I am using gRPC 1.55.1 and observing an issue similar to the one discussed in the below GitHub issue
I have set the KeepAlive on both the client and server-side as suggested in the above issue
I am creating the stub like below
var channel = ManagedChannelBuilder.forAddress(network.getIp(), network.getPort())
.keepAliveTime(130, TimeUnit.SECONDS)
.maxInboundMessageSize(maxInboundMessageSize)
.maxInboundMetadataSize(maxInboundMetadataSize)
.enableRetry()
.build();
var stub = HelloServiceGrpc.newBlockingStub(channel).withDeadline(Deadline.after(115, TimeUnit.SECONDS));
stub.sayHello();
stub.sayHello();
In server side also keepAliveTime is set as suggested in the above github issue.
Grpc.newServerBuilderForPort(port, InsecureServerCredentials.create())
.addService(new GreeterImpl())
.keepAliveTime(130, TimeUnit.SECONDS)
.build()
.start();
In my case, client calls server 1 then server 1 acts as a client to server 2.
I am observing that when the deadline is exceeded in server2 the same deadline error is coming to server 1 like below which is also coming to client. It is working as expected.
io.grpc.StatusRuntimeException: DEADLINE_EXCEEDED: context timed out
at io.grpc.stub.ClientCalls.toStatusRuntimeException(ClientCalls.java:271)
at io.grpc.stub.ClientCalls.getUnchecked(ClientCalls.java:252)
at io.grpc.stub.ClientCalls.blockingUnaryCall(ClientCalls.java:165)But on some rare occasions I am observing the client thread hanging like the below and not getting the deadline exceeded error
at jdk.internal.misc.Unsafe.park(java...@17.0.9/Native Method)

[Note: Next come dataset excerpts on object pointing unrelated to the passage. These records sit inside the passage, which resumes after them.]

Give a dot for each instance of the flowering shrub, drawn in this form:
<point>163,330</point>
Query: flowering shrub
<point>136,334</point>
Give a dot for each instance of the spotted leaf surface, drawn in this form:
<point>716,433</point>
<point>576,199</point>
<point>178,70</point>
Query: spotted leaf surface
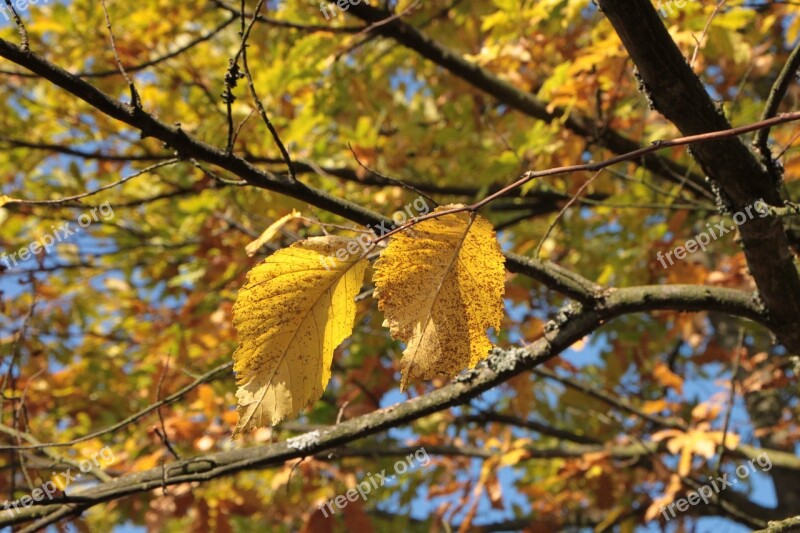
<point>289,317</point>
<point>440,286</point>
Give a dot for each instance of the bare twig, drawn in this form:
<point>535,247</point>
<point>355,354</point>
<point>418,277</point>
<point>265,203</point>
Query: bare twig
<point>136,102</point>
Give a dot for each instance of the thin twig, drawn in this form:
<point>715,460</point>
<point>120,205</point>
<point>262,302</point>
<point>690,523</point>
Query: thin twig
<point>254,94</point>
<point>731,398</point>
<point>705,31</point>
<point>23,32</point>
<point>135,100</point>
<point>76,197</point>
<point>390,179</point>
<point>164,437</point>
<point>208,376</point>
<point>776,94</point>
<point>563,210</point>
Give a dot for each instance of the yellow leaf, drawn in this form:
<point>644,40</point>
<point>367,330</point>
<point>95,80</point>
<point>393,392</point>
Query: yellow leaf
<point>654,406</point>
<point>667,377</point>
<point>253,248</point>
<point>291,314</point>
<point>440,286</point>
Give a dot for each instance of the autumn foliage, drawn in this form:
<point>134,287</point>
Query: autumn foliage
<point>259,256</point>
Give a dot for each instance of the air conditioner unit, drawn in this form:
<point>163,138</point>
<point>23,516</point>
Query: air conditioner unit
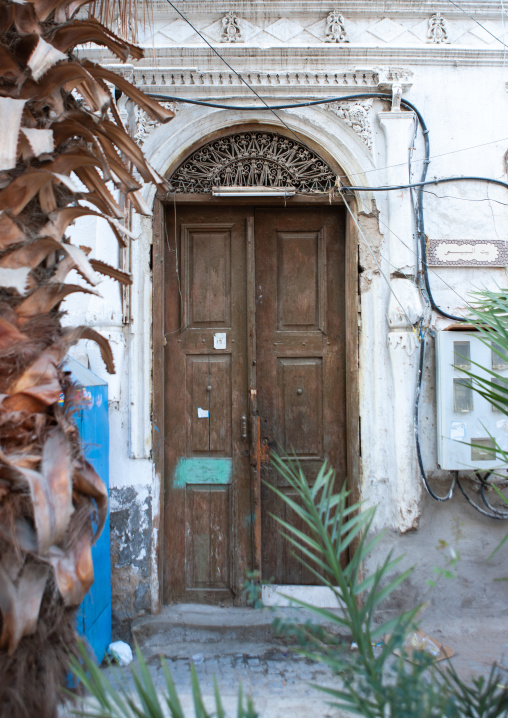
<point>467,423</point>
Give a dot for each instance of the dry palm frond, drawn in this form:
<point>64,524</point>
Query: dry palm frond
<point>125,15</point>
<point>57,119</point>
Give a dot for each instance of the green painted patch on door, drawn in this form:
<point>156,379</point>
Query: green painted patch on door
<point>202,471</point>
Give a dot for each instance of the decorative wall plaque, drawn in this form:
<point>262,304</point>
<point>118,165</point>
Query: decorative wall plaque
<point>253,159</point>
<point>467,253</point>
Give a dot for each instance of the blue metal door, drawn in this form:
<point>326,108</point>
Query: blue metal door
<point>94,615</point>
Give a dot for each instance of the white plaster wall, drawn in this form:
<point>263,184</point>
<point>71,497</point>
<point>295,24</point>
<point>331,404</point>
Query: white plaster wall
<point>459,88</point>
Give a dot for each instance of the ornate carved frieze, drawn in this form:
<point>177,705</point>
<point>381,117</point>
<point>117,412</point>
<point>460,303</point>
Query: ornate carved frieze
<point>149,78</point>
<point>438,31</point>
<point>188,82</point>
<point>336,28</point>
<point>357,116</point>
<point>250,159</point>
<point>231,31</point>
<point>467,253</point>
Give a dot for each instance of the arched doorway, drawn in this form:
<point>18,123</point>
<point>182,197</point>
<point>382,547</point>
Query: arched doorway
<point>255,310</point>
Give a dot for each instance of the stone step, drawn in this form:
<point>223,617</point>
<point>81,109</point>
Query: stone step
<point>185,630</point>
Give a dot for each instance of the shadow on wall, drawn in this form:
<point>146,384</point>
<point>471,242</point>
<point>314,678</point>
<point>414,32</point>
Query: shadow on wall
<point>131,516</point>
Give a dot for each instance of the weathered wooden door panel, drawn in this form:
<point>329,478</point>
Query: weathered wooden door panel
<point>290,330</point>
<point>300,329</point>
<point>207,484</point>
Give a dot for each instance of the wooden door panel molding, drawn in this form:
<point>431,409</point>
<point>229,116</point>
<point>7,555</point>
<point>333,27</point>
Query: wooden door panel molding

- parking to wait for <0x0000000767a53a00> (a io.grpc.stub.ClientCalls$ThreadlessExecutor)
at java.util.concurrent.locks.LockSupport.park(java...@17.0.9/LockSupport.java:211)
at io.grpc.stub.ClientCalls$ThreadlessExecutor.waitAndDrain(ClientCalls.java:748)
at io.grpc.stub.ClientCalls.blockingUnaryCall(ClientCalls.java:157)I waited for about 2 hours & it did not recover. The only way to recover from this is to restart the client application. It happened 3-4 times in the last couple of months for us.
Can someone let me know
- What I am doing wrong or is there any known issue in the grpc-java 1.55.1 that I am using?
- Is there any timeout config I can set on the gRPC client side so that the client threads do not hang indefinitely?